На работе, в МУРе, ее ждали. Здесь уже успели оценить и ее хлебосольство, благодаря которому сотрудники питались домашними ростовскими консервами, и ее трудолюбие, не позволяющее отказываться от любой, самой неблагодарной работы.

— А у нас для тебя, Галочка, сюрприз, — одарил начинающего опера начальственной улыбкой сам Вячеслав Иванович Грязнов. — Надо допросить по делу Зернова неких Князевых, из квартиры которых звонили Питеру в вечер убийства. Ниточка толстая, основательная. Канат, можно сказать, а не ниточка. Действуй.

Допрос еще в годы университетской учебы был одной из сильных сторон профессионализма Гали Романовой. Ее склонность к полноте, карие глаза с коровьей поволокой и манера выслушивать человека так внимательно, словно перед ней находился ее родственник или любимый, производили неотразимое впечатление на самых нервных свидетелей. А те, кто были действительно виновны, расслаблялись, думая, что такой дуре можно скормить любое фуфло, и вовсю ораторствовали, забывая о естественной осторожности, и вот тут-то внешне безобидная Галя проявляла свою цепкую хватку, ловя их на противоречиях почище «детектора лжи», потому что, как выше было сказано, она действительно умела внимательно слушать, Галя набрала номер телефона, с которого был сделан роковой для Питера Зернова звонок, предполагая, что в такое время дома никого не застанешь, все но работе. Но трубку тотчас взяли. Откликнулся женский голос:

— Але?

— Здравствуйте, с вами говорят из Московского уголовного розыска. — Галя попыталась, насколько возможно, подавить украинское «гыканье» и прибавить строгости в интонации. — С вашего телефона позвонили…

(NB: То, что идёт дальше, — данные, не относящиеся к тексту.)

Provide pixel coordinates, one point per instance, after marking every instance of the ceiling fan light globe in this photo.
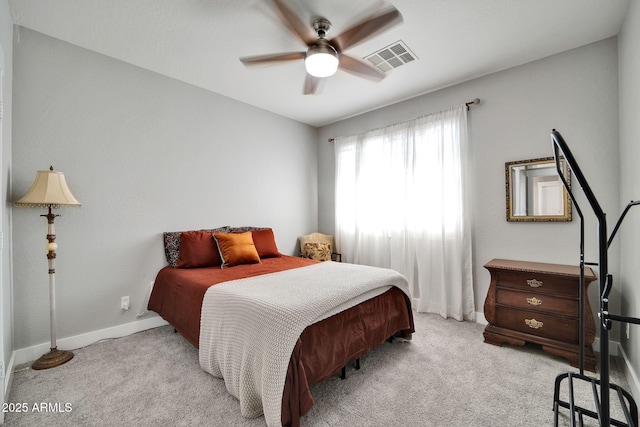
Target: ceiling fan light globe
(321, 64)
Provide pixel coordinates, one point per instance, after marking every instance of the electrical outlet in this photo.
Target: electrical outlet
(627, 330)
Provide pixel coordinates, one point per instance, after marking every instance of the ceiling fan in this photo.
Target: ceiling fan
(323, 57)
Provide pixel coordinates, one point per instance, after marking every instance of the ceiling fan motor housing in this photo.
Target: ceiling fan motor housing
(322, 27)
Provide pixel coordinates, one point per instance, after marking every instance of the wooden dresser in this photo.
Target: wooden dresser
(538, 303)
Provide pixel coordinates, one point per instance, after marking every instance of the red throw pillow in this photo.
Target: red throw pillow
(198, 249)
(265, 243)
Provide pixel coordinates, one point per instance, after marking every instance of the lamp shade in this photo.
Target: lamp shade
(48, 190)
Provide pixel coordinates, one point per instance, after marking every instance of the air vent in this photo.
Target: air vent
(392, 56)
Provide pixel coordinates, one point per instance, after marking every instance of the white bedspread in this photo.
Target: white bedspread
(249, 327)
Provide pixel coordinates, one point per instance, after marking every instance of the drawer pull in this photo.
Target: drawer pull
(534, 301)
(534, 283)
(533, 323)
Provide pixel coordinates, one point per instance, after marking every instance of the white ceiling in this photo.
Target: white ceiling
(200, 41)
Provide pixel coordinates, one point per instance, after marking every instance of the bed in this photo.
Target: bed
(197, 293)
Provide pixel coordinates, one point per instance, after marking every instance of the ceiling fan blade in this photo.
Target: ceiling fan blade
(299, 28)
(360, 68)
(373, 25)
(275, 57)
(311, 84)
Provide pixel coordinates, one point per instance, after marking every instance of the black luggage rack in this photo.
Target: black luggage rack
(602, 401)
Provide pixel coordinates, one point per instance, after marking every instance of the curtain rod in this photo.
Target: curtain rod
(468, 104)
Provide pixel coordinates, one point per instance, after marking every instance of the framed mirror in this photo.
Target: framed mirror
(535, 191)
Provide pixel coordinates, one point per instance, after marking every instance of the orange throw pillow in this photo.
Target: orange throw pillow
(265, 243)
(236, 249)
(198, 249)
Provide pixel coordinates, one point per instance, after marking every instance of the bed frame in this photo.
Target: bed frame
(602, 401)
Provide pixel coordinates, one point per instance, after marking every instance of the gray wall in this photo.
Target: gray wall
(575, 92)
(6, 297)
(143, 154)
(630, 182)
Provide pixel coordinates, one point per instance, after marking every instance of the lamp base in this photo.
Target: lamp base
(52, 359)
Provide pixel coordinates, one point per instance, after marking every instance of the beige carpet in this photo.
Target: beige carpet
(446, 376)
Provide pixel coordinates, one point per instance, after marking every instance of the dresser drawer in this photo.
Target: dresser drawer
(537, 301)
(540, 283)
(558, 328)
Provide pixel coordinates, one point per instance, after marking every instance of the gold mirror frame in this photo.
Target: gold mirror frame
(525, 182)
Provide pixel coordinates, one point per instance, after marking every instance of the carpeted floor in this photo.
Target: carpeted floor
(445, 376)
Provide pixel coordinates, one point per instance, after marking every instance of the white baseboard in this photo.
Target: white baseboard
(8, 378)
(28, 354)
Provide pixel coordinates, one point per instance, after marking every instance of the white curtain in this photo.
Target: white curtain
(401, 204)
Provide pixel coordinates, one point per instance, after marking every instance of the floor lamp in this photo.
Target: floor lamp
(50, 190)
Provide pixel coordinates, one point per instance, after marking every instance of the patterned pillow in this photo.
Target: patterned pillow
(317, 251)
(172, 243)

— Ма-ам! — истошно завопили в трубке, и Галя сообразила, что ошиблась, приняв голос детский, возможно, мальчика-школьника, за женский. — Ма-а-ам, подойди сюда, тебе из милиции звонят!

Не выдержав собственного крика, ребенок закашлялся и никак не мог остановиться.

— Что за глупости, какая тебе милиция, — нарастая, пробился к Галиному слуху другой голос, приближаясь издалека. — Алло, Валентина Князева слушает!

— Здравствуйте, Валентина! — После того как женщина представилась, дело пошло на лад. — Меня зовут Галина Романова, я работник МУРа. — Может быть, следовало сказать «сотрудник», а не «работник»? А, как уж сказала, так тому и быть! — С вашего номера был произведен звонок иностранному журналисту Питеру Зернову, который стал причиной… это… его смерти…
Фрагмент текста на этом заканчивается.